L’esperto Timo Bernhard, al volante del prototipo derivato dalla vettura tre volte vincitrice a Le Mans, ha “demolito” il precedente primato del compianto Stefan Bellof che resisteva dal 1983.
Ci sono imprese destinate a restare nella storia, e che sembrano fatte apposta per essere poi tramandate di generazione in generazione. E il mondo delle competizioni automobilistiche ne è pieno. Fra di esse, un ruolo di primo piano nell’immaginario collettivo va ai giri-record sulle piste più celebri del mondo: eventi che abbinano l’eccezionale capacità di guida da parte dei migliori piloti, e lo stato dell’arte in fatto di evoluzione della tecnica “da corsa”. Come il primato sul giro (in gara!) fatto registrare nel 1973 da Henri Pescarolo a Spa-Francorchamps (nella “vecchia” configurazione di 14 km): il leggendario pilota e team manager d’oltralpe, oltre ad avere detenuto il maggior numero di partecipazioni alla 24 Ore di Le Mans (33) fece segnare, al volante della sua Matra-Simca 670B, un tempo-monstre di 3’13”4, alla fenomenale media di 262,461 km/h: la più elevata mai raggiunta in gara.
Nelle scorse ore, un nuovo primato va ad inserirsi nell’antologia dei capitoli eterni nella storia del motorsport: ad averlo ottenuto è la Porsche 919 Hybrid Evo; al volante, il 37enne Timo Bernhard. Teatro dell’impresa, il circuito del Nurburgring, letteralmente “bevuto” dal prototipo biposto.
Questo il riscontro cronometrico: Timo Bernhard ha “chiuso” la migliore tornata alla Nordschleife in 5’19”55, ad una velocità media di 233,8 km/h ed una “punta” di 369,4 km/h. Con questo tempone, del quale sicuramente si parlerà a lungo, il driver tedesco ha battuto (anzi, si può benissimo dire “sbriciolato”) il precedente record, che tuttavia durava da ben 35 anni e che venne fatto registrare da uno dei nomi mai dimenticati dagli enthusiast: il compianto Stefan Bellof, anch’egli “uomo-Porsche”, che nel maggio del 1983, in occasione delle qualifiche alla 1.000 Km del Nurburgring, fermò i cronometri su 6’11”13, guadagnandosi la pole position. La “cavalcatura” dell’allora 26enne pilota di Giessen – scomparso il 1 settembre 1985 durante la 1.000 Km di Spa – era un’altra leggenda del motorsport e di Zuffenhausen: la Porsche 956, biposto erede della dinastia 917 e, in parte, 935, equipaggiata con un’unità 2.6 a sei cilindri boxer turbo da 650 CV; e, a sua volta, ideale progenitrice della Porsche 919 Hybrid Evo del record alla Nordschleife, vettura sviluppata in chiave evolutiva rispetto alla 919 Hybrid che conquistò in tre occasioni consecutive la 24 Ore di Le Mans (2015, 2016, 2017) nonché il titolo mondiale WEC Costruttori e Piloti.

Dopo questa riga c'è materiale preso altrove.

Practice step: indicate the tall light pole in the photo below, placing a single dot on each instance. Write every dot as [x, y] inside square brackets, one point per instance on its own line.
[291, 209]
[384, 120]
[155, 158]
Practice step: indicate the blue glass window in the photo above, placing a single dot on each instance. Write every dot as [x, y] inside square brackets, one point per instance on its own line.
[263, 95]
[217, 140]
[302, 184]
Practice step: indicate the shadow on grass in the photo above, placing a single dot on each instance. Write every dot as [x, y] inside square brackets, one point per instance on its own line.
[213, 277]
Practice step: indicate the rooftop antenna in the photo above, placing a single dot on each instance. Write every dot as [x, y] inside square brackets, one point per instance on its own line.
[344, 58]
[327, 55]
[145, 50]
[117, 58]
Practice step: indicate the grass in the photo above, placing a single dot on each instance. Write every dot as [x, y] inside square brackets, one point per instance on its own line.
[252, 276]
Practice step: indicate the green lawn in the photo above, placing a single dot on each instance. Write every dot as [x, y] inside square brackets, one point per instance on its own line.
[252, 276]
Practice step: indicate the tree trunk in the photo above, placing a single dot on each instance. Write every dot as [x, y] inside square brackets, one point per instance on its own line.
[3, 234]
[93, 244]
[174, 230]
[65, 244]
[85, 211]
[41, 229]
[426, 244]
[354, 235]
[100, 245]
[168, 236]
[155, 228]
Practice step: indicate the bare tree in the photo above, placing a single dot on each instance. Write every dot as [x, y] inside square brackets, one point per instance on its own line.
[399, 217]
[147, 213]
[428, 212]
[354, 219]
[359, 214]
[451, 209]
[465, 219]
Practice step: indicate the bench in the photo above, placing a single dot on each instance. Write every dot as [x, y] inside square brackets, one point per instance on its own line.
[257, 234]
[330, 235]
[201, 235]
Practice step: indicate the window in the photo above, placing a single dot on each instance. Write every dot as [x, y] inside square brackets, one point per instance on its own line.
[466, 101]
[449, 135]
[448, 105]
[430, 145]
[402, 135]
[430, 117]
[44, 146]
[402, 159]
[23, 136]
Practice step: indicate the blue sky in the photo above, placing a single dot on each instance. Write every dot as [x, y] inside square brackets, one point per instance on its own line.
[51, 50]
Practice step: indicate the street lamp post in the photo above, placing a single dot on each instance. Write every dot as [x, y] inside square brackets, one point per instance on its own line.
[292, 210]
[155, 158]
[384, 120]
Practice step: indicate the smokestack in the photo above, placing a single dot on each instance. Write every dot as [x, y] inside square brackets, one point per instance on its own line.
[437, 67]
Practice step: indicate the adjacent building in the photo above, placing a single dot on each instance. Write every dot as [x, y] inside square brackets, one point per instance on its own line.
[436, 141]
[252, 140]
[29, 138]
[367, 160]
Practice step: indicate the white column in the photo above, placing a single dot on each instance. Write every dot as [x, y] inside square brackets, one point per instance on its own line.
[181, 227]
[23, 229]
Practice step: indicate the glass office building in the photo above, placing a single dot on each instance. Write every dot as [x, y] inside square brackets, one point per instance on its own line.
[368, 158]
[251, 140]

La 919 Hybrid Evo portata al Nurburgring da Timo Bernhard per questa tornata da record che resterà negli annali del motorsport circondata da un alone romantico è, in effetti, un “prototipo sul prototipo”: la sua sigla identificativa rivela che si tratta, appunto, di una evoluzione dalla plurivittoriosa 919 Hybrid. Dati alla mano, la vettura, che denuncia un peso di 849 kg e porta in dote una elevatissima impostazione aerodinamica con appendici attive, sprigiona una potenza di 1.160 CV, suddivisi fra 720 CV al retrotreno – equipaggiato con l’unità a benzina turbocompressa – e 440 CV all’avantreno in virtù della presenza del KERS ibrido.
Una nota che aggiunge sapore all’alone di leggenda intorno alla grande impresa di Porsche e Timo Bernhard al Nurburgring: il campione tedesco si dichiara da sempre grande ammiratore proprio di Stefan Bellof. Nel 2015, in occasione della 6 Ore di Spa-Francorchamps, Bernhard decorò il prortio casco con il motivo grafico in nero-rosso-oro del suo idolo. Una devozione espressa da Bernhard anche in questa occasione: “Per me, Stefan Bellof è e rimane un gigante. E, oggi, il mio rispetto per il suo giro-record del 1983, stabilito con le tecnologie di allora, è ancora più grande”.